Le son vitreux des cordes mal tendues s’est répandu dans l’appartement désert, est
allé flotter sur les ruines de la villa d’en face pour revenir en échos
étouffés, d’une rare mélancolie. Lorsque j’ai terminé le morceau, le silence n’en
a semblé que plus oppressant, irréel. Un chat solitaire s’est mis à miauler
dans la rue. Puis il y a eu un coup de feu en bas, ce bruit agressif, sans
appel, si typiquement allemand…
    L’officier me regardait sans rien dire. Au bout de quelques
minutes, il a poussé un soupir avant de murmurer :
    « En tout cas vous ne devez pas rester ici. Je vais
vous sortir de là. En dehors de Varsovie, dans un village, vous serez moins en
danger.
    J’ai secoué la tête, lentement mais avec fermeté.

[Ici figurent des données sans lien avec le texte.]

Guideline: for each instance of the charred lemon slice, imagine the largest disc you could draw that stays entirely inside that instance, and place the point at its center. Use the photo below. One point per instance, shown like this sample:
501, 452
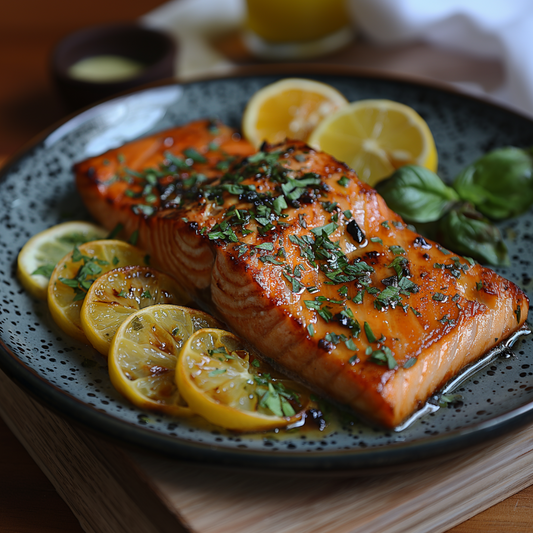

    — Non, je ne partirai pas. Je ne peux pas.
    À cette réponse, il a sursauté. Il venait enfin de
comprendre pour quelle raison je me cachais parmi ces ruines, visiblement.
    — Vous… vous êtes juif ? m’a-t-il demandé d’une
voix oppressée.
    — Oui. »
    Pour la première fois depuis notre rencontre, il a décroisé
les bras et s’est assis dans le fauteuil qui flanquait le piano, comme si cette
révélation demandait à être mûrement considérée.
    « Euh, oui, certes… (Sa voix était à peine audible.) Dans
ce cas je comprends, en effet… (Il est resté plongé dans ses réflexions, puis une
autre question lui est venue :) Votre cachette, où est-elle ?
    — Le grenier.
    — Montrez-moi comment c’est, là-haut. »
    Nous sommes montés ensemble. Il a inspecté les lieux avec un
soin et une compétence qui lui ont permis de découvrir ce que je n’avais pas
encore remarqué moi-même : à l’aplomb du faîtage, juste au-dessus de l’entrée,
il y avait une soupente en planches pratiquement impossible à discerner dans la
pénombre. Aussitôt, il m’a déclaré que je ferais mieux de me cacher dans ce
recoin, puis il m’a aidé à chercher une échelle pour y accéder. Une fois en
sécurité sur ce perchoir, je n’aurais qu’à l’enlever et à la ranger près de moi.